You are viewing a plain text version of this content. The canonical link for it is here.
Posted to commits@carbondata.apache.org by ra...@apache.org on 2019/01/08 07:29:04 UTC
carbondata git commit: [CARBONDATA-3221] Fix the error of SDK don't
support read multiple file from S3
Repository: carbondata
Updated Branches:
refs/heads/master 45951c763 -> c0ba982e6
[CARBONDATA-3221] Fix the error of SDK don't support read multiple file from S3
SDK reader is ok with filter, but when we read data without filter, the ((CarbonInputSplit) inputSplit).getDetailInfo().getBlockFooterOffset() will be 0 and
FileReader reader don't closed after readByteBuffer in org.apache.carbondata.hadoop.util.CarbonVectorizedRecordReader#initialize, so we should invoke finish after readByteBuffer
This closes #3051
Project: http://git-wip-us.apache.org/repos/asf/carbondata/repo
Commit: http://git-wip-us.apache.org/repos/asf/carbondata/commit/c0ba982e
Tree: http://git-wip-us.apache.org/repos/asf/carbondata/tree/c0ba982e
Diff: http://git-wip-us.apache.org/repos/asf/carbondata/diff/c0ba982e
Branch: refs/heads/master
Commit: c0ba982e61ba5393168f8664b87ee27cd249d1ca
Parents: 45951c7
Author: xubo245 <xu...@huawei.com>
Authored: Fri Jan 4 16:53:48 2019 +0800
Committer: ravipesala <ra...@gmail.com>
Committed: Tue Jan 8 12:58:56 2019 +0530
----------------------------------------------------------------------
.../carbondata/examples/sdk/SDKS3Example.java | 55 +++++++++++++++-----
.../util/CarbonVectorizedRecordReader.java | 1 +
2 files changed, 43 insertions(+), 13 deletions(-)

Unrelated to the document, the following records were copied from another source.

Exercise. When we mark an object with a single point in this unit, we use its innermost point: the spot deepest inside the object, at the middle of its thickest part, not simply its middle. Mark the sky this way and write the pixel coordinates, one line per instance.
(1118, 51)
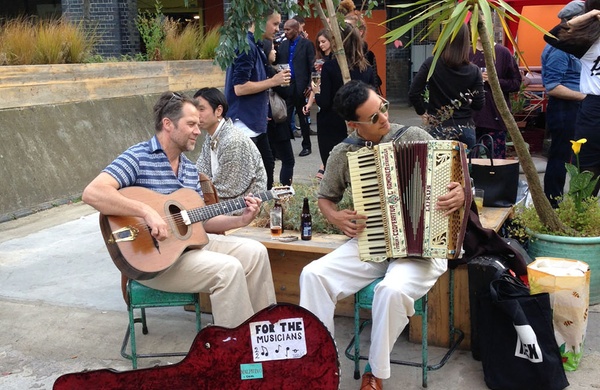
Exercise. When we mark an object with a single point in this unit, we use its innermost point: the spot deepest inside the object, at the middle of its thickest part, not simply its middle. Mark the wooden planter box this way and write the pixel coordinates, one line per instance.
(34, 85)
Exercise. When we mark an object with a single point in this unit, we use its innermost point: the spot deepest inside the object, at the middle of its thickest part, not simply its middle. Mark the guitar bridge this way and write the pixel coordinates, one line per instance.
(127, 233)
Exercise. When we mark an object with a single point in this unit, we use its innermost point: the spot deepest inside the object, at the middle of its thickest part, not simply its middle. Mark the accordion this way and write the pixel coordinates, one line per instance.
(396, 185)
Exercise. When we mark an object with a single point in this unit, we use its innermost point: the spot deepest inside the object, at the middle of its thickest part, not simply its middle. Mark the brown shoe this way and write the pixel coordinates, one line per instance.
(371, 382)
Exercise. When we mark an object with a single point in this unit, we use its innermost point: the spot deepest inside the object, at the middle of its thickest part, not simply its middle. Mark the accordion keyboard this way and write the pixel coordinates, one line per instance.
(366, 197)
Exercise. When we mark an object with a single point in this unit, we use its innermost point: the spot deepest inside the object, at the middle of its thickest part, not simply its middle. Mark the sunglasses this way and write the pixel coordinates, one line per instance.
(373, 119)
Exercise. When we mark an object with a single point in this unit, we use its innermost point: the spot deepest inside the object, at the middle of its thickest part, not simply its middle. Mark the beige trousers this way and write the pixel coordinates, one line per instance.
(235, 271)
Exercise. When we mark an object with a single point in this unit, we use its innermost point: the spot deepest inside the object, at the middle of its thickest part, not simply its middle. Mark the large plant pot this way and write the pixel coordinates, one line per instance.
(586, 249)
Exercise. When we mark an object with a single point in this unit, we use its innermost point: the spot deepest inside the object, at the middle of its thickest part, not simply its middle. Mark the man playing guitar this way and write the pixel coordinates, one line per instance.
(234, 271)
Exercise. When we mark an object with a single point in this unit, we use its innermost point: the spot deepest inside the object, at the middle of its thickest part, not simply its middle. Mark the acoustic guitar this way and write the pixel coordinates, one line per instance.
(283, 346)
(138, 255)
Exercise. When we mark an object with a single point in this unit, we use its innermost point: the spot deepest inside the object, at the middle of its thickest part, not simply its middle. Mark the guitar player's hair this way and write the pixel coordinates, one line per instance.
(170, 105)
(214, 97)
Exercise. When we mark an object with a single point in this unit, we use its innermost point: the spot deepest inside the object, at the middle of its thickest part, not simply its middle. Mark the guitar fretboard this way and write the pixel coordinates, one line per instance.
(228, 206)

----------------------------------------------------------------------
http://git-wip-us.apache.org/repos/asf/carbondata/blob/c0ba982e/examples/spark2/src/main/java/org/apache/carbondata/examples/sdk/SDKS3Example.java
----------------------------------------------------------------------
diff --git a/examples/spark2/src/main/java/org/apache/carbondata/examples/sdk/SDKS3Example.java b/examples/spark2/src/main/java/org/apache/carbondata/examples/sdk/SDKS3Example.java
index f9eae9e..33642bf 100644
--- a/examples/spark2/src/main/java/org/apache/carbondata/examples/sdk/SDKS3Example.java
+++ b/examples/spark2/src/main/java/org/apache/carbondata/examples/sdk/SDKS3Example.java
@@ -33,6 +33,10 @@ import org.apache.hadoop.conf.Configuration;
import org.apache.hadoop.fs.s3a.Constants;
import org.apache.log4j.Logger;
+import static org.apache.hadoop.fs.s3a.Constants.ACCESS_KEY;
+import static org.apache.hadoop.fs.s3a.Constants.ENDPOINT;
+import static org.apache.hadoop.fs.s3a.Constants.SECRET_KEY;
+
/**
* Example for testing CarbonWriter on S3
*/
@@ -41,7 +45,7 @@ public class SDKS3Example {
Logger logger = LogServiceFactory.getLogService(SDKS3Example.class.getName());
if (args == null || args.length < 3) {
logger.error("Usage: java CarbonS3Example: <access-key> <secret-key>"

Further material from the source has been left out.